Or, just perhaps, fiction is life as we wish it was, as we dream about it, as we try to make it. As the world, in shining imagination, could be.

Which is better than reality, not worse.

All the stories of our lives.



  1. Lovely explanation. I particularly like the description of Euclidean and nonEuclidean geometries. Takes me back to my college days. Those of us who write fiction have always known we are not lying. It’s nice to get validation.

  2. I’m just repeating what my characters tell me. *glances sideways* I’m not certain all of them have tight grips on veracity, though.

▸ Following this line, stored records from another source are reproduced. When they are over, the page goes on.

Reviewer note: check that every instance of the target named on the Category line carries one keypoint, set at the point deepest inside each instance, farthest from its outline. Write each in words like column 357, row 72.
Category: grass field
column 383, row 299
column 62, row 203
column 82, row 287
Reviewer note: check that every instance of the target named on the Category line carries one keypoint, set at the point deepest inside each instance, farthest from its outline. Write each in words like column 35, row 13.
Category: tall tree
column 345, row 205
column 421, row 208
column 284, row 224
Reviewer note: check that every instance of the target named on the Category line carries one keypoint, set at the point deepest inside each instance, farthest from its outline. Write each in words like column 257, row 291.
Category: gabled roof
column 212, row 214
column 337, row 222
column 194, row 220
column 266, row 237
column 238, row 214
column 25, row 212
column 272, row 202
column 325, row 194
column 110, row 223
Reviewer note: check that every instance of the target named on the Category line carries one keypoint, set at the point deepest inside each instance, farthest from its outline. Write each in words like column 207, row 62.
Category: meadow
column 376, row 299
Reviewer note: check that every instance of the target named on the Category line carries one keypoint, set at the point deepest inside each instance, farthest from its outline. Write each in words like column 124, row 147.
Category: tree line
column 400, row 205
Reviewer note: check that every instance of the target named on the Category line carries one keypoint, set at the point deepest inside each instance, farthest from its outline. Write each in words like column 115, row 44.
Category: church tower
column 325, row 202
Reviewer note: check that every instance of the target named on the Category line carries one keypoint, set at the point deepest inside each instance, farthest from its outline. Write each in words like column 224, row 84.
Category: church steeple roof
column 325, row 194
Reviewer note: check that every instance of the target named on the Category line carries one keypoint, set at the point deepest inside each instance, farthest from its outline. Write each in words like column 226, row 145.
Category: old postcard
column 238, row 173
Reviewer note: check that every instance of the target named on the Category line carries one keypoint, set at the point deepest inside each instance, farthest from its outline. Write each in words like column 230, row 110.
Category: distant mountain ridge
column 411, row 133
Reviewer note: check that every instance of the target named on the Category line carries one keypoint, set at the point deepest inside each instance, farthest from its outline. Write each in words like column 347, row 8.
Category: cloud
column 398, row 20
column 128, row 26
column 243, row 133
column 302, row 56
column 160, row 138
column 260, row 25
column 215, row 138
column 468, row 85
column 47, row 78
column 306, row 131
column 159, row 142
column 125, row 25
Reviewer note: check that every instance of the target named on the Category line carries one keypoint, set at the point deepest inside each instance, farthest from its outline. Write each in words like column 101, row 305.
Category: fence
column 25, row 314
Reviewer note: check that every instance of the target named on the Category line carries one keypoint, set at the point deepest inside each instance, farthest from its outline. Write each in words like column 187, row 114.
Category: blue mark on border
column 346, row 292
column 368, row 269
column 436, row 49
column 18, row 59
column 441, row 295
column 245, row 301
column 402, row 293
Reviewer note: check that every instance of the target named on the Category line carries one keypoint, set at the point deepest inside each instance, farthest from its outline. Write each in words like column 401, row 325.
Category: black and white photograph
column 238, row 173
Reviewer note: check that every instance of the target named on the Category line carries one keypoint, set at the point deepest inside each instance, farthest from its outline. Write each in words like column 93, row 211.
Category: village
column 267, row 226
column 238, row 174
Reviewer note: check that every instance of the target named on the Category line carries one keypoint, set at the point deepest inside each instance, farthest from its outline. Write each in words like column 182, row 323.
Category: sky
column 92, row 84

  3. Whenever I hear someone talking about non-Euclidean geometry, I expect them to start babbling “Ia! Cthulhu ftaghn!” next. 😉

      1. My wife insists that there are mice who eat things in the middle of the night at our house. I just agree, and suggest that she wipe the frosting off her lip.

          1. Really? I won’t know. Cookies don’t last that long in my apartment for me to find out. [Big Evil Grin]

          2. Yes. Sometimes as I bring the last batch out of the oven, I turn to the cooling rack and the previous two batches have vanished. When I tell the guys, they chuckle!

  4. Excellent post. I’d heard the terms Euclidean and non-Euclidean geometry before…never really knew the difference. (I mostly avoided math until I had to catch up for grad school, and then it was calculus.)

    The “what-ifs” in my stories have some of the “way I wish the world would be,” but it also has a lot of “how I’m afraid we’ll wind up.”

    As to the half-life of cookies…sometimes my cookies don’t even make it into the oven, especially if my middle sister is around. Just made a double batch of oatmeal/flax/cherry cookies, which don’t taste nearly as healthy as they sound…which is why I make them. When it comes to cookies, taste is all.

    Although I don’t know if we should be talking cookies, cake and frosting in front of someone with significant intestinal difficulties. Hope you’re feeling better soon, Sarah!